The person who starts simply with the idea of getting rich won't succeed; you must have a larger ambition - JOHN D. ROCKEFEL
We all have different goals in life and there are different ways to achieve these goals. Unit trust provides an easy and affordable ways to plan one’s investments. The key question then becomes what are unit trusts and how do they operate. In very simple terms unit trusts are pooled funds with a very specific investment mandate driven by the overall objectives of the fund. They are established as trusts and are regulated by the Capital Markets Authority. Unit trusts invests largely in securities that are both regulated like quoted stocks, government bonds and bank deposits and unregulated products like some commercial papers and bonds. Below are some of the key advantages of investing in unit trust funds:
1. Help create some savings discipline: One can create standing orders that go directly to the unit trust fund and so does not need to think about the investments in future;
2. Access to a diversified portfolio: Given many people are pooling in the funds, they can be invested in different asset classes helping with diversification that reduces the risk;
3. Enhanced returns: Compared to savings rates unit trusts have registered above average return with the averaging about 10% over the one year compared to the 3% that you get from the savings account;
4. Access to affordable fund management services and enhanced financial management training: Most fund managers as a value addition strategy they give free trainings to their clients on how to manage their finances. One also gets to have their funds managed by professionals who would be costly if one was to seek their services directly;
5. Affordability: for most funds the minimum amounts have become low making it easy for most people to interact with this product and invest in
them;
6. High Liquidity: One has easy access to their cash without losing value. We have seen many fund managers adopt digitization and integrated the funds with the mobile money making it easy for one to access their cash wherever they are.

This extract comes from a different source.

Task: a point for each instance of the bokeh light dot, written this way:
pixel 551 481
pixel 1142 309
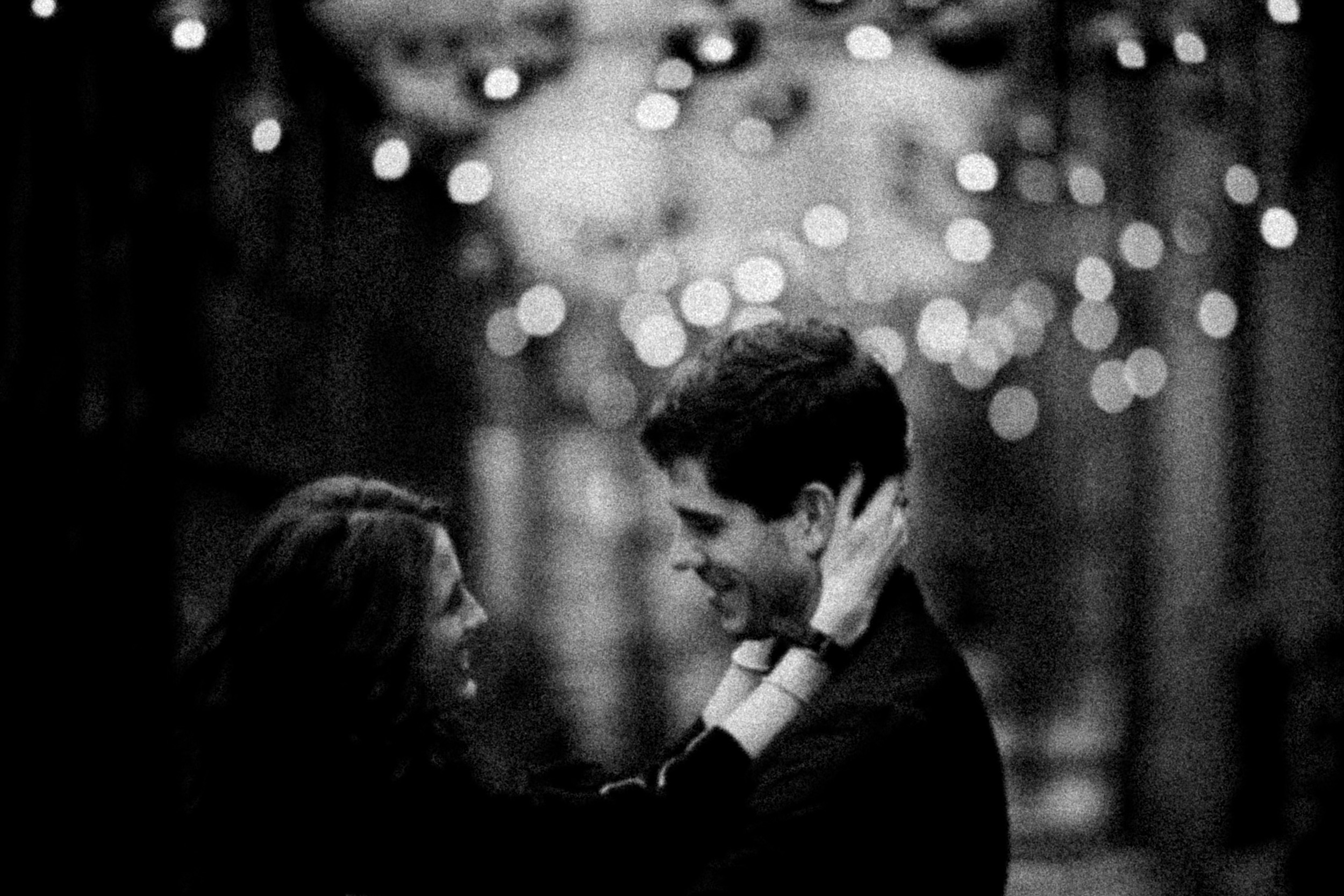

When deciding which type of unit trust fund to invest in below are the key considerations:
1. Your Risk appetite: In Investment most of the time risk is inevitable but it is good to understand oneself in terms of how much risk they can withstand. Generally, risk is
the probability that the investment you have does not yield the returns that you expected. If you do not want to take much risk then consider in lower risk unit trusts like money market and fixed income funds;
2. Return projections: It is good to go for the investments that offers the very best returns at the measured level of risk. Like Benjamin Graham said the aim of
sherewed investment should be to find opportunities which offer larger returns than the average combined with the adequate safety. The returns projections helps
us determine which particular fund to invest in and which provider to go with;
3. The minimum investments amount: At times some funds we would wish to invest in asks for huge minimum investments which might not be our reach but lately we
have seen a lot of change towards reduction of the initial investments amounts and with small amounts to start one can start the journey;
4. The ease of accessing you cash: Generally, unit trust are very liquid and one can easily access their cash within two to three days. Lately with the adoption of technology the liquidity cycle has even reduced and their instant withdrawals for amounts that can be withdrawn via the mobile application
Given that all the legal structures are generally the same, when deciding which unit trust to go with then the key considerations should be:
1. The historical return the fund has generated one can be able to get this kind of data from the regulators website and also they are published in the national dailies.
2. The reputation of the sponsor and the other service providers. Most of the players in the market are regulated and they include the trustees, the fund managers,
custodians. One need to ensure that they make themselves comfortable with these people.
3. Adoption of technology by the particular fund: Investments and access to ones investment should be hustle free and it is for this reason that one should look how
technologically driven are the funds one is investing in are.
The unit trusts is the easiest and safest way for any investor to start engaging with the capital markets before they can access the other direct investments in the market. The main reason being starting small learning the process as you wait to jump all in.